仕事ができない自覚はある。だったらせめて、自分が所属する集団の中でみんなが笑顔でいてくれたら嬉しいから、なるべく明るく笑顔でいよう。――そんなことを思って働いてきたが、自分の直属の上長は段々カリカリして自分への当たりが強くなっていた。

当時は「自分がダメなんだ、それでもせめて暗い空気を出しちゃダメだから明るくいよう」と思っていたわけだが、年末に「自分が仕事で病む契機は何か?」を洗い出してみたところ、上記の対応自体に上長たちがイライラしたことが原因だったのではという考えに行き着いた。

ニコニコしなくていいから、指摘を受け止めて改善して欲しい。

おそらく当時の上長たちはこう思っていたけど、上長自身の仕事に余裕がなくなってきてオブラートに包む余裕すらなくなり、少しきつめの当たり方になってしまったのだと思う。仕事ができないんだから少しは申し訳なさそうにしろよ、とも思っていたかもしれない。

「仕事はみんなでニコニコして雰囲気よくすることではなく、仕事自体をこなすことが大切である」という至極当たり前のことが、頭から抜けていたことによる悲劇だなぁと思う。

ふと、「悩み事なさそうでいいよね」と中学生の頃にクラスメイトから言われたことを思い出した。容姿のことでからかわれて周囲のクラスメイトと馴染めず浮いており、あいつはイジってもいいと思われていた空気感の中にいたから、そんなふうに思うわけないのに。

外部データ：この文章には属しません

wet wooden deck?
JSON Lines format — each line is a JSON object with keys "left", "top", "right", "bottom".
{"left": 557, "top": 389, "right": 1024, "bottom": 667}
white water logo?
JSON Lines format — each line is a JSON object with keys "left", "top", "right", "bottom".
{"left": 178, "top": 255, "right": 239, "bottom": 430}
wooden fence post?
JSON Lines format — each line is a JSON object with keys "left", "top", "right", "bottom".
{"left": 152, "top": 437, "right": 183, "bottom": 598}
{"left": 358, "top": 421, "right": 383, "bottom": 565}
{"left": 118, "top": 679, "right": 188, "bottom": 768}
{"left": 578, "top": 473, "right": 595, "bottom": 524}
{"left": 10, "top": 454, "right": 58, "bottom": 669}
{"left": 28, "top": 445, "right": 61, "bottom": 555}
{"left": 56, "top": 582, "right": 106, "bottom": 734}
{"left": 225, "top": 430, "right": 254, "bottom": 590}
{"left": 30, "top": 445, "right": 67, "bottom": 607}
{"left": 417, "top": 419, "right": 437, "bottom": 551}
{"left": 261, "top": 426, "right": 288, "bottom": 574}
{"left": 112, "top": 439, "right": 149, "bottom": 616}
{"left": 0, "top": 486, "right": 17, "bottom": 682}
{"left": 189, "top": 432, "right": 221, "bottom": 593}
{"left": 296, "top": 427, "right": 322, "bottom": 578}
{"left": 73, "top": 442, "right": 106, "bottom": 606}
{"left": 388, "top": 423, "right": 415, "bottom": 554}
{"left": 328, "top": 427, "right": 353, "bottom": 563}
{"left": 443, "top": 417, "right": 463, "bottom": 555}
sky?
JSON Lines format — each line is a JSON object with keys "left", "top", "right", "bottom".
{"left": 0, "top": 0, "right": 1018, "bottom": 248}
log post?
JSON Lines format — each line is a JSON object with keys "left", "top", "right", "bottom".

そういう空気感の中で泣いて心が折れて負けたくないから、鈍感なフリして生きていただけなんだけどなって今なら思う。

そして恐らくはこの頃の体験がベースになって、辛いことがあってもニコニコする癖がついてしまったのかもしれないと思った。悪意を受けてもニコニコしていたら心が壊れるスピードは早まるに決まっている。おまけに悪意への処世術を、悪意なき上長へ向けたらそりゃあ相手だって嫌な態度とるよねって思った。

ずっとニコニコしなくてもいい。ちょっと言い方がちくちくしていて嫌だなと思うことが少し続いたら、相手を必要以上に傷つけない言葉を選びつつ指摘してもいい。そのことをもう少し早く知っていれば、仕事で病むことももう少し減っていたかもしれないし、今ほど心が脆くなかったかもしれないなと思う。